Friday, 20 January 2012

Recent books for pleasure (redux)


Okay, okay, so I've not been that good at keeping you up to date about my 'leisure reading'. It's important to do this, I find, when you read books for work every day. If you don't then read for pleasure, the words all kind of merge together on the page. Something different but allied is always best, to keep you awake but away from tomes about governance, national identity, 'Britishness' and complexity (not necessarily in that order)!

Anyway, so this is what I've read with profit this last quarter:

Simon Winchester, Atlantic: A Vast Ocean of a Million Stories (2010) (and above). This was great. I've not always enjoyed Winchester's work before, finding the combination of a micro-study with macro-reflections tiring to read. But this is excellent - personal, reflective, vigorous and varied in its story telling. A bit of an unexpected treat.

Ryszard Kapuscinski, Travels with Herodotus (2007). This is lovely too, full of vignettes about the post-war world by the greatest of all travel writers. I found the Herodotus trope a bit contrived and I lost the thread sometimes, but you know what? I think that was my fault.

Nassim Nicholas Taleb, The Black Swan: The Impact of the Highly Improbable (2007). There are some great stories here - counter-intuitive examples about how we don't think unlikely things can happen. Almost impossible things go on, of course, all the time. But how do we spot them? Taleb isn't as clear about this, but I suppose that would be the real trick.
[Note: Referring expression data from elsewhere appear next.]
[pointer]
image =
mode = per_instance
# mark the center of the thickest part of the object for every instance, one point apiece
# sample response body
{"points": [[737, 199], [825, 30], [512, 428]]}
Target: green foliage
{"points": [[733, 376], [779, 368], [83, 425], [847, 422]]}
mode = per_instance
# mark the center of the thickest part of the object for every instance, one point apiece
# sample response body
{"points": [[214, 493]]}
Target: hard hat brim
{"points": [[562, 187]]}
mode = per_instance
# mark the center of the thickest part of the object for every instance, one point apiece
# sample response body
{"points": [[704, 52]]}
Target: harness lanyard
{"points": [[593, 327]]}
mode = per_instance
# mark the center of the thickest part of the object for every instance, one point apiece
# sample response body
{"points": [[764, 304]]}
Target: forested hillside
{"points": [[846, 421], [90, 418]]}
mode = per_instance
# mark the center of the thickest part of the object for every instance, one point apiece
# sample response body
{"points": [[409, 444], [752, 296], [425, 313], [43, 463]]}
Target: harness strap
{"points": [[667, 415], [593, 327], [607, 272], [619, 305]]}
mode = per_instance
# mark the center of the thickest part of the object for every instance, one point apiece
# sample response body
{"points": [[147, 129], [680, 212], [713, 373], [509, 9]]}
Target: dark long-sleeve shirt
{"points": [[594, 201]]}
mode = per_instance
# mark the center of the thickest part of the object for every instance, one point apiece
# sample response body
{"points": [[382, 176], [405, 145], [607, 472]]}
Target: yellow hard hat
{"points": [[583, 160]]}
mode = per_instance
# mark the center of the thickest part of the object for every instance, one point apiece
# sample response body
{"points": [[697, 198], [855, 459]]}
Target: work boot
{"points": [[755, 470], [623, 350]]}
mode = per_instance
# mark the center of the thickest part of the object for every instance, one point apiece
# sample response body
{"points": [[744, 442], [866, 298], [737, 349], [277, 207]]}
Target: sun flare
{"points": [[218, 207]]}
Kate Atkinson, Started Early, Took My Dog (2010). This is more like it. I loved this, like I loved all the other 'Jackson Brodie' novels. Now there was less Brodie in this one, and more retired-policewoman-and-enigmatic-non-talking-girl. It was still a lovely piece of story telling that managed to be warm and sinister at the same time. Quite a feat.

Howard Jacobson, The Finkler Question (2010). Elderly North London Jewish guys ruminate about life, love, politics and betrayal. I think I missed some of the references, and I got the distinct impression that this book wasn't aimed at me, but it was still elegiac, moving and clever.

Michael Moorcock, The Coming of the Terraphiles (2010). A bit of a guilty pleasure this one, and a present. But Doctor Who? Cricket? Inter-galactic pirates? Aristocratic inter-stellar tourists? Lovely. A bit of crazy New SF comes to Doctor Who - better on the ideas front than the writing, but you can't have everything.

Alwyn Turner, The Man Who Invented the Daleks: The Strange Worlds of Terry Nation (2011). Also excellent, though better for context than in getting inside Nation's head... not only Doctor Who, but The Avengers, Survivors and Blake's Seven covered, and none the worse for it. Now turning my mind to 'A History of the Future in Twentieth Century' Britain, Nation's professional (though not personal) pessimism about that future will be a key strand.

So there we have it - some work themes interspaced with some fun. Ideal.